Vendor Security Assessment — Pre-Answered

This section pre-answers the standard vendor security questionnaire (SIG/CAIQ/VSA). If your organization sends an annual security assessment, the answers below cover the typical questions. FloorPulse is on-premises software — many cloud/SaaS questions resolve to "customer-controlled."

Last updated: March 2026. Contact contact@floorpulse.net if your questionnaire includes questions not covered here.

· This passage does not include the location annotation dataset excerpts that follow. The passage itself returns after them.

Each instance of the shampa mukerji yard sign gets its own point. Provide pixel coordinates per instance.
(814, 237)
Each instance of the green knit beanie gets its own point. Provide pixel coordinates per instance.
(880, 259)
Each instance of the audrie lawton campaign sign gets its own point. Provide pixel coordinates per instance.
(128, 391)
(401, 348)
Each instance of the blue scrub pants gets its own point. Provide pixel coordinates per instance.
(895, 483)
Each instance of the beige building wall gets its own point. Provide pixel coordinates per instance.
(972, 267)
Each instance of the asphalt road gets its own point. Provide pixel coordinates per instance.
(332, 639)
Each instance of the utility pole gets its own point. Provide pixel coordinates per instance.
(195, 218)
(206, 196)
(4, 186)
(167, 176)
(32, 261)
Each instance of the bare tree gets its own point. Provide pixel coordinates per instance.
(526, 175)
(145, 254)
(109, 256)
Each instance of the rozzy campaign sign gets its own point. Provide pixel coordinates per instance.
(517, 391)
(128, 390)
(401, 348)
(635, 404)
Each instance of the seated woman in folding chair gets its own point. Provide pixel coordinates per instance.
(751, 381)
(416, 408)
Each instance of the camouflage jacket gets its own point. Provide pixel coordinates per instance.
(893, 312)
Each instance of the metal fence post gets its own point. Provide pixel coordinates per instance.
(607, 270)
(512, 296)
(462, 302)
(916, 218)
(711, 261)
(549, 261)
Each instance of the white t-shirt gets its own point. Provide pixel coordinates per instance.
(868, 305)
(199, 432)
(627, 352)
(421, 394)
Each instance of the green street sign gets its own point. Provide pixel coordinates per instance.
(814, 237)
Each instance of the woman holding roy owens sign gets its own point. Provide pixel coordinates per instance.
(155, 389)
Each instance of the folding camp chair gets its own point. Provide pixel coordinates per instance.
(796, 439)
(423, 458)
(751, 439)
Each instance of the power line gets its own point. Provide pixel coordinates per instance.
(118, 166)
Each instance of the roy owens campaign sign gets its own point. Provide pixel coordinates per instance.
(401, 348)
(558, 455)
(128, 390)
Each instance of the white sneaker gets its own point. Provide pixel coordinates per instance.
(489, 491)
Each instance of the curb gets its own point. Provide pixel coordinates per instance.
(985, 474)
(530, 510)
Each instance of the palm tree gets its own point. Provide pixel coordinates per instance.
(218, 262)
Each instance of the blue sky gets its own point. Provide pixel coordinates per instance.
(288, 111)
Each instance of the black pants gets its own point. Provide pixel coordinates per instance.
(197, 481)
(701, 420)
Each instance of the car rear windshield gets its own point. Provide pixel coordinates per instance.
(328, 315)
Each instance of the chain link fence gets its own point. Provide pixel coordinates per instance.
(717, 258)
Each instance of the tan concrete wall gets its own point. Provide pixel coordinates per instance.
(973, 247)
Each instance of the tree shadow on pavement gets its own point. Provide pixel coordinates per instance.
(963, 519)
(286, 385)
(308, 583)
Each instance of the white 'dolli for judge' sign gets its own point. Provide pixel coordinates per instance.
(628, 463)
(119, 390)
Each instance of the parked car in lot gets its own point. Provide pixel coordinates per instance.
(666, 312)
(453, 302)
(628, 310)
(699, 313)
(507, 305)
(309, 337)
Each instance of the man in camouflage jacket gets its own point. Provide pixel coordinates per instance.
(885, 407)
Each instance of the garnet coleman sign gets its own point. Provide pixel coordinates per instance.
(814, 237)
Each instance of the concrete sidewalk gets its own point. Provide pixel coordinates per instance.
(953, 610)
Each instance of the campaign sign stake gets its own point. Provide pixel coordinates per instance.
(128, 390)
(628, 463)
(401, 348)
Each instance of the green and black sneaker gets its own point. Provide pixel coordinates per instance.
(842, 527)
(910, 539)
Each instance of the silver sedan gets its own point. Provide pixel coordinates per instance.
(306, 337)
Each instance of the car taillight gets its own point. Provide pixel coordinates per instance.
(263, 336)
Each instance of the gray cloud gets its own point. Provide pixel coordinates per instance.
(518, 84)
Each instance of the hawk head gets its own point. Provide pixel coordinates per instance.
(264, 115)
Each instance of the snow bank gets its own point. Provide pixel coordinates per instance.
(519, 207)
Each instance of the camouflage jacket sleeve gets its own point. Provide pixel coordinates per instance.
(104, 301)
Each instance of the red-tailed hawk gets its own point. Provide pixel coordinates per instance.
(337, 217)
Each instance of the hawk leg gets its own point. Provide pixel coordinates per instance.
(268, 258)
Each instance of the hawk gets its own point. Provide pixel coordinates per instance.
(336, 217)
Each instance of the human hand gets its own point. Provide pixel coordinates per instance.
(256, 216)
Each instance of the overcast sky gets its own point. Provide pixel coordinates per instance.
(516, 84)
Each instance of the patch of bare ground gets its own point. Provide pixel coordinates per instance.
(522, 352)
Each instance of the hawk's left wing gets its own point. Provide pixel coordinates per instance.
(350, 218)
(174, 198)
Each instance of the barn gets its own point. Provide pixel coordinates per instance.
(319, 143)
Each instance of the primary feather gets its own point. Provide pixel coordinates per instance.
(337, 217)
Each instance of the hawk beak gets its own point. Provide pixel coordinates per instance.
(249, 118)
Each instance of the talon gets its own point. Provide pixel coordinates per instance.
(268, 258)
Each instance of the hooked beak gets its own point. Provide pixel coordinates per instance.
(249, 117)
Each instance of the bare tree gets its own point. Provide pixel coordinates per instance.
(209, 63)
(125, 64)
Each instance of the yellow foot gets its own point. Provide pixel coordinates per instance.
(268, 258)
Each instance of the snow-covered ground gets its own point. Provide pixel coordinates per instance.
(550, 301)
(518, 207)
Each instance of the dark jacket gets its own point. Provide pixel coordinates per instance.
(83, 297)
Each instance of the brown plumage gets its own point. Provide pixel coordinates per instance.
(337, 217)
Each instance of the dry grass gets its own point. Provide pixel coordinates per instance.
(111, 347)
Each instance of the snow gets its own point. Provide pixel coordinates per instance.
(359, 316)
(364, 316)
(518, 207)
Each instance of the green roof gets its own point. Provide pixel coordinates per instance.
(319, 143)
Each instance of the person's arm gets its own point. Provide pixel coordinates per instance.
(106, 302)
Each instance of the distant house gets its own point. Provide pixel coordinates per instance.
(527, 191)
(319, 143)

1. Company & Product Information

Legal entity nameFloorPulseNet LLC
Product nameFloorPulse
Product descriptionOn-premises production floor management software for Mail Service Providers. Barcode-driven tray tagging, pallet placard generation, and real-time job visibility.
Deployment modelOn-premises only. Docker containers on customer-owned hardware. No cloud, no SaaS, no hosted option.
What data does the product process?mail.dat files (USPS DTAC/IDEAlliance standard): job metadata, container/tray definitions, piece-level barcodes (Intelligent Mail barcodes). May include recipient ZIP codes and delivery route codes. All data stays on the customer's local server.
Does the vendor have access to customer data?No. The vendor has no remote access, no API access, and no network path to customer installations. Support access requires the customer to explicitly grant it (e.g., TeamViewer, VPN).
Number of employees with access to customer dataZero. See above.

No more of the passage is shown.